State epidemiologist Anders Tegnell of the Public Health Agency listens at a news conference on the coronavirus pandemic situation in Stockholm, Sweden October 22, 2020. Anders Wiklund/TT News Agency via REUTERS

STOCKHOLM, Feb 23 (Reuters) - Sweden is preparing new measures to try to curb a resurgence in COVID-19 cases as the coronavirus strain first detected in Britain spreads rapidly, the architect of Sweden's pandemic strategy said on Tuesday.

Sweden has avoided lockdowns throughout the pandemic. But health statistics agency figures on Tuesday showed 10,933 new coronavirus cases had been registered since Friday, a rise from 9,458 in the corresponding period the previous week.

"The British variant is increasing very fast," Chief Epidemiologist Anders Tegnell told a news conference. "This variant will with fairly high probability be the dominant one within a few weeks or a month."

"We have a package (of national measures) being readied that will be presented tomorrow," he said, giving no details.

The British coronavirus variant is thought by scientists to be a more infectious strain.
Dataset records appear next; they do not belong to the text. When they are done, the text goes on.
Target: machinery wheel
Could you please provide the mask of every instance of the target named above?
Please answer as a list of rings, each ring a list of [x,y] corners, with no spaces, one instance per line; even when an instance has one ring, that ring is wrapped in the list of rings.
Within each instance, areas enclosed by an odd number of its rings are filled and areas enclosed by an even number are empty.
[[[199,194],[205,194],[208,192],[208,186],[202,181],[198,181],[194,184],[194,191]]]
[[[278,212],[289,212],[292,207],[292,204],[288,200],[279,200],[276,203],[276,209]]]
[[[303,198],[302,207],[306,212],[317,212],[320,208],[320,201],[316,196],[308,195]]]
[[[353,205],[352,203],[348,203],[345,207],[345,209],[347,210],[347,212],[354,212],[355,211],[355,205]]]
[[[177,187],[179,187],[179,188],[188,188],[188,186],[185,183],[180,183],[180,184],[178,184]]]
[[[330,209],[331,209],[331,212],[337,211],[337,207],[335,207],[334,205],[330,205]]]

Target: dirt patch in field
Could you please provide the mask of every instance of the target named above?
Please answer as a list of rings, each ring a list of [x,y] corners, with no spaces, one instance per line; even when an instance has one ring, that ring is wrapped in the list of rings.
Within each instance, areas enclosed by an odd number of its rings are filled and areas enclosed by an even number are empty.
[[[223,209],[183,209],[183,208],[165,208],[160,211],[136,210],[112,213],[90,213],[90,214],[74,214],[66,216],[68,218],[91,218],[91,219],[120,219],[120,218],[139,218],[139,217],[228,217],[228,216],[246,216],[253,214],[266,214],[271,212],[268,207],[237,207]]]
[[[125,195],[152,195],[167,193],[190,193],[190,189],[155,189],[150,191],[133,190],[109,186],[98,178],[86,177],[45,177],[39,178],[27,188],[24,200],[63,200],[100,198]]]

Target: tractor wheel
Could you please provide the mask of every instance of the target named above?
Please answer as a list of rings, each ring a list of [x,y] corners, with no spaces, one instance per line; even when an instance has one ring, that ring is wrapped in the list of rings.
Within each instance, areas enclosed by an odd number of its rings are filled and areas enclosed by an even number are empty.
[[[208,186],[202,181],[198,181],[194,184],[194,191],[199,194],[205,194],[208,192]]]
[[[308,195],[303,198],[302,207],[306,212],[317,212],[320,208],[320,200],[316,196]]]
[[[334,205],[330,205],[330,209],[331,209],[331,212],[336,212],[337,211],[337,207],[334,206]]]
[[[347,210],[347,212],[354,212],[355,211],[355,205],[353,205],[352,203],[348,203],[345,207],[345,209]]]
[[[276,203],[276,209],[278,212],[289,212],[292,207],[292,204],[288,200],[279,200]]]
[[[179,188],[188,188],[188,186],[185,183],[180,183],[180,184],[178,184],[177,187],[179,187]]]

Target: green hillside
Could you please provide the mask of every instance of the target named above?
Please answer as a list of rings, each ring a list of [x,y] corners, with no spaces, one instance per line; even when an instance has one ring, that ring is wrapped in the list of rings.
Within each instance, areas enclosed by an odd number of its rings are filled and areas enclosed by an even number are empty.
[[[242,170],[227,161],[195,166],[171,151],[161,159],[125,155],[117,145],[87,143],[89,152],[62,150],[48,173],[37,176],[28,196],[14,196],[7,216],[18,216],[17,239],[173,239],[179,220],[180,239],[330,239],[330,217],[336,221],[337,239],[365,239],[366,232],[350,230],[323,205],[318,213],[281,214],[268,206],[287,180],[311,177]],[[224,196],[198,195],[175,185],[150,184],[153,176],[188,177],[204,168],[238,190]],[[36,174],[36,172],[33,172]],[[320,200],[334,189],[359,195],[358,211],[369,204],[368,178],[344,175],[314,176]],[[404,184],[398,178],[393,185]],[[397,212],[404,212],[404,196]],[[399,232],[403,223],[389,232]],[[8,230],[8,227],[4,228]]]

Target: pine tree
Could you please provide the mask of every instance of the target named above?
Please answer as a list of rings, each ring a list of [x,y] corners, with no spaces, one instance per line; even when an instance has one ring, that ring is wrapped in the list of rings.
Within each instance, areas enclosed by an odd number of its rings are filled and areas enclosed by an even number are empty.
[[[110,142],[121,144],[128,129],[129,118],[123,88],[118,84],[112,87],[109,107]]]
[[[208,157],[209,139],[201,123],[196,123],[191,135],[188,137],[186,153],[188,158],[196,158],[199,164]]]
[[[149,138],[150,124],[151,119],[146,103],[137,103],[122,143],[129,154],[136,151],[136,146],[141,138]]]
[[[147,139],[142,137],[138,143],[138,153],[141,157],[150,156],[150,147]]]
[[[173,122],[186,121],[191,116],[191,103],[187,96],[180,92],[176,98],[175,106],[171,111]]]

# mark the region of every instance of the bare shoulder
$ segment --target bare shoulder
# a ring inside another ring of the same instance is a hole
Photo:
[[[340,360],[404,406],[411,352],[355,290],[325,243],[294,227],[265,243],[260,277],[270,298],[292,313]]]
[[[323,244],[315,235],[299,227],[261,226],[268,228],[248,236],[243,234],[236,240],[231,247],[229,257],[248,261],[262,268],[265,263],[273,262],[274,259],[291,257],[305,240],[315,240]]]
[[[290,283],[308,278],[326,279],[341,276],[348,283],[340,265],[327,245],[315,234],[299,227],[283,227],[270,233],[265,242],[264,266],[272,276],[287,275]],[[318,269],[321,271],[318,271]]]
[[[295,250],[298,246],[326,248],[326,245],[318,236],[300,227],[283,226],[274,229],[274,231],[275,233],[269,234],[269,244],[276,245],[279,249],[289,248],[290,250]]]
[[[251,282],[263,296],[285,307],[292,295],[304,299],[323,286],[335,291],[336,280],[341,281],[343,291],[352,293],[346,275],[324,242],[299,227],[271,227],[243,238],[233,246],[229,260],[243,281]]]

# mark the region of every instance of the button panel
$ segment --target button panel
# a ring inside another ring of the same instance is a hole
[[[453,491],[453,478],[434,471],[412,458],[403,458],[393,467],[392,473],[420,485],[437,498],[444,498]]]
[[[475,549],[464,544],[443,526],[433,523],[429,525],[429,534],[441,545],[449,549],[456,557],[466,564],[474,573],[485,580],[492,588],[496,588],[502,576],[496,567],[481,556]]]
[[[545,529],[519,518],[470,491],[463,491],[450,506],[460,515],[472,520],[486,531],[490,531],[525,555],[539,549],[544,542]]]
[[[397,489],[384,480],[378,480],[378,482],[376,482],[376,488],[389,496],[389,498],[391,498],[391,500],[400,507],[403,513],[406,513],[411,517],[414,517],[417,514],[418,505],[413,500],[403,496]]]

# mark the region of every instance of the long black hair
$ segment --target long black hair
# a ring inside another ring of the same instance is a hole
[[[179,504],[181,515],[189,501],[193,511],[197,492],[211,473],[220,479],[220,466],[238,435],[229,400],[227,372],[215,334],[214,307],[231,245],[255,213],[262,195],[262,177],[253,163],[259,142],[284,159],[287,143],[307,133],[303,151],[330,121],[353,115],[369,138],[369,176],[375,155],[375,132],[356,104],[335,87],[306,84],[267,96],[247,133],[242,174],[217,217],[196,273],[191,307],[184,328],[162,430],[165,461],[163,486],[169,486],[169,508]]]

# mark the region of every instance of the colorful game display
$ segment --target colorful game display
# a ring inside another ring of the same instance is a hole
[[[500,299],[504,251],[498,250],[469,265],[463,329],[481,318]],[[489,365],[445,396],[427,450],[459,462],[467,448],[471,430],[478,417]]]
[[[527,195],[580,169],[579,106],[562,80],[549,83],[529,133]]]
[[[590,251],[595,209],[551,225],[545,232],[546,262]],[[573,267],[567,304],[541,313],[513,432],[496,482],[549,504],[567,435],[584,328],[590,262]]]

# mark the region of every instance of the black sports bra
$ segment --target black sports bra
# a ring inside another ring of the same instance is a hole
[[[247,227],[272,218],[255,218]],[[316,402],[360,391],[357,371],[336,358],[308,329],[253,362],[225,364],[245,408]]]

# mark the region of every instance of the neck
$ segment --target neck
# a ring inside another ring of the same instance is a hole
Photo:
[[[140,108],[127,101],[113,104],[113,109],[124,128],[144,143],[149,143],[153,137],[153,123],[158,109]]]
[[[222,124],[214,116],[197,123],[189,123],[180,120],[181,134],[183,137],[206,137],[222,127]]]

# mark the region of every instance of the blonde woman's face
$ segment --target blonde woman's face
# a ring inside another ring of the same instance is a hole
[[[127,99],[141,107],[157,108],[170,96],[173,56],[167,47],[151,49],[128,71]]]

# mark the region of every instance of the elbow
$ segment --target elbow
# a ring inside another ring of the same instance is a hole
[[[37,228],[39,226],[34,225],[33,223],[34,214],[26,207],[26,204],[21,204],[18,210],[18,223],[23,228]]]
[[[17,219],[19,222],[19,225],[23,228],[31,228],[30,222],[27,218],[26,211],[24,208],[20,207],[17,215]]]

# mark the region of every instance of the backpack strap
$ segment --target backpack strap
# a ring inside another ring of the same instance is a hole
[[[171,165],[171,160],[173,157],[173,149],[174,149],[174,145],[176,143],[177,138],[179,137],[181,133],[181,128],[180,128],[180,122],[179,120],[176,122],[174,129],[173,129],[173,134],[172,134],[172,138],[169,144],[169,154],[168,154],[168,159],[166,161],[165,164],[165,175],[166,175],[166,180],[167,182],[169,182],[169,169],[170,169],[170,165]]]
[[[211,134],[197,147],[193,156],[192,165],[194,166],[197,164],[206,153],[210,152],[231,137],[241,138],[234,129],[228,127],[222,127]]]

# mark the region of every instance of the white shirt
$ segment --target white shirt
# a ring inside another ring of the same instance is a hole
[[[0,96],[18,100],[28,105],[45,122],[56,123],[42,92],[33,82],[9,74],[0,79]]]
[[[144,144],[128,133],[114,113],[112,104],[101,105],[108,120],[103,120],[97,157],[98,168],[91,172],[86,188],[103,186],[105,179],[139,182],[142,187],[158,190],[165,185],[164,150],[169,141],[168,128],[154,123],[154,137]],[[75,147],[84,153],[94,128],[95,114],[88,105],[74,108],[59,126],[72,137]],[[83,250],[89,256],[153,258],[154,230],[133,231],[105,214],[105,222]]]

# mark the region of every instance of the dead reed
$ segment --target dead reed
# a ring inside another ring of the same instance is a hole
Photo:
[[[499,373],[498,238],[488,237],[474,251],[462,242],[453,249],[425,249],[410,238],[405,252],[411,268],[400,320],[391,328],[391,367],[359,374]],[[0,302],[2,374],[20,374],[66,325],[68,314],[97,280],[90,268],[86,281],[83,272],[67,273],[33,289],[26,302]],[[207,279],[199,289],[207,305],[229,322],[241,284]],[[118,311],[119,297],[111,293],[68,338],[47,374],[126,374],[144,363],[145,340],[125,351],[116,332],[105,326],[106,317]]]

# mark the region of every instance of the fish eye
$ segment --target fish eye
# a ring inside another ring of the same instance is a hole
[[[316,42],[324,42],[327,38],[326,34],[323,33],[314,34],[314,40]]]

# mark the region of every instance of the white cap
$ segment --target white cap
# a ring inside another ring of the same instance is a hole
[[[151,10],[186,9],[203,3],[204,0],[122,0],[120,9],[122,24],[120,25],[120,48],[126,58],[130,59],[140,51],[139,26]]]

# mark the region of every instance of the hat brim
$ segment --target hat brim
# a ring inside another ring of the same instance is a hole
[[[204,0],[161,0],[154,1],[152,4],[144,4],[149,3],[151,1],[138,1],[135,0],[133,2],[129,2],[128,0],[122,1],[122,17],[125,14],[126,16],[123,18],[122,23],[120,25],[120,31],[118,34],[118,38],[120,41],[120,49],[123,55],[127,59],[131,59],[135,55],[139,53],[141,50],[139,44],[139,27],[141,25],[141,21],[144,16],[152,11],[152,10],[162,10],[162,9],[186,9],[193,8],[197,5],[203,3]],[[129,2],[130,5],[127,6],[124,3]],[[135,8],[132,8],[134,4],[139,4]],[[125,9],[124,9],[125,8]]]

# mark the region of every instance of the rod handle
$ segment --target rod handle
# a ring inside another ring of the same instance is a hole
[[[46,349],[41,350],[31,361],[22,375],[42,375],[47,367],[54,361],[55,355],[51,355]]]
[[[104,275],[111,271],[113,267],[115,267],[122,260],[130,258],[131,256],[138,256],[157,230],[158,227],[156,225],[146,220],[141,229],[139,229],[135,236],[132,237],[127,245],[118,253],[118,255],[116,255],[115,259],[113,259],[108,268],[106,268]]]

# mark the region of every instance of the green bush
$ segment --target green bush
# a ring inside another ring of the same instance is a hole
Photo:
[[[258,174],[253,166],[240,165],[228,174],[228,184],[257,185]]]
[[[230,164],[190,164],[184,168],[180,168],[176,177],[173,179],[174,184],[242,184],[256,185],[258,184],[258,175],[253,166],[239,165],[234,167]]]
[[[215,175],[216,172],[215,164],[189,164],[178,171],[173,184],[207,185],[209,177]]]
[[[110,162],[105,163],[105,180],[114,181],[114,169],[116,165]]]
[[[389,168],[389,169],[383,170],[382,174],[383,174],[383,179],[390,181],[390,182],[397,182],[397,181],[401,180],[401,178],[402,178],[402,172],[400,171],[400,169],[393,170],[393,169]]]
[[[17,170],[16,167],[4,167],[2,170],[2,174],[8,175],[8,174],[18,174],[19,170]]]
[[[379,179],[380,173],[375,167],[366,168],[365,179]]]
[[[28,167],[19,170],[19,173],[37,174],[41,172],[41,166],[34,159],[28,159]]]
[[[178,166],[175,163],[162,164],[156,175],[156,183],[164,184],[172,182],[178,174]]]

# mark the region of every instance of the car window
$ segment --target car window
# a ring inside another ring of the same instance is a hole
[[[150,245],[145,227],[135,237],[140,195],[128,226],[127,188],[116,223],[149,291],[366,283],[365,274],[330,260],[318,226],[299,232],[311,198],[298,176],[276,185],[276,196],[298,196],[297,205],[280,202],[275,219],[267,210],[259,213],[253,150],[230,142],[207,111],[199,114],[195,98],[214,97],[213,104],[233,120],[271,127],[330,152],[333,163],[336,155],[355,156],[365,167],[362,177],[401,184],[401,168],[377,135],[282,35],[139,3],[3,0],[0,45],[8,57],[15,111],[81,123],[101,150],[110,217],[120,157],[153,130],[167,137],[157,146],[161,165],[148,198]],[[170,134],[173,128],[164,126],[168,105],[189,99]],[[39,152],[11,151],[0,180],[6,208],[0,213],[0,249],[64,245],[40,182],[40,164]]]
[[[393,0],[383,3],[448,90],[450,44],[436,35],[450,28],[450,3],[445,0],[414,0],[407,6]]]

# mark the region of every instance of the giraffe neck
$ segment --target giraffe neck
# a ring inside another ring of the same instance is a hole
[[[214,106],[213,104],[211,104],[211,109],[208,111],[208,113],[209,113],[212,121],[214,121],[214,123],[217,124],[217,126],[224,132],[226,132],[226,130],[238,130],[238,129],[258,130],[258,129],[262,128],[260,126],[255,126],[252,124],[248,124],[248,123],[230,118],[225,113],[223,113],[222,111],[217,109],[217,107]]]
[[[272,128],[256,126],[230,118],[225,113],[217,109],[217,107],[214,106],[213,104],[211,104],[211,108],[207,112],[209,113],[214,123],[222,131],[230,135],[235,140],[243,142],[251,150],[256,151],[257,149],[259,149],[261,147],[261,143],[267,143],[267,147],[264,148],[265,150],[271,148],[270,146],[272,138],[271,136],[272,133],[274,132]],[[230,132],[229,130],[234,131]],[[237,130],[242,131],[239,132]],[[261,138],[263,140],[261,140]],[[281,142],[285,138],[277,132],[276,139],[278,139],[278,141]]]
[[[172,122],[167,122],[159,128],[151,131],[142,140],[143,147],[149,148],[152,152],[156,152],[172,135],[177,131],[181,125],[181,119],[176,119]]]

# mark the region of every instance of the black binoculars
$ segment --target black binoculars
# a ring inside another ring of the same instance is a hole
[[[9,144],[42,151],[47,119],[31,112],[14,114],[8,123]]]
Cases of the South African and Brazilian strains have also been detected but are not spreading quickly, Tegnell said.

Concerns about a possible third wave of the pandemic have been growing in Sweden in recent weeks as the number of new infections rose and the new variants spread.

The centre-left government has laid the ground for potential lockdown measures to an extent not seen earlier during the pandemic.

Several of Sweden's largest regions, including Stockholm on Tuesday, have also taken steps, such as recommending the use of masks in shops, workplaces and public transport. This is at odds with the health agency's past reluctance to broadly endorse such moves because of limited evidence of their efficacy.

Sweden, a country of 10 million people, has registered 12,713 deaths from COVID-19. The death rate per capita is much higher than its Nordic neighbours' but lower than in several countries in Europe that opted for lockdowns.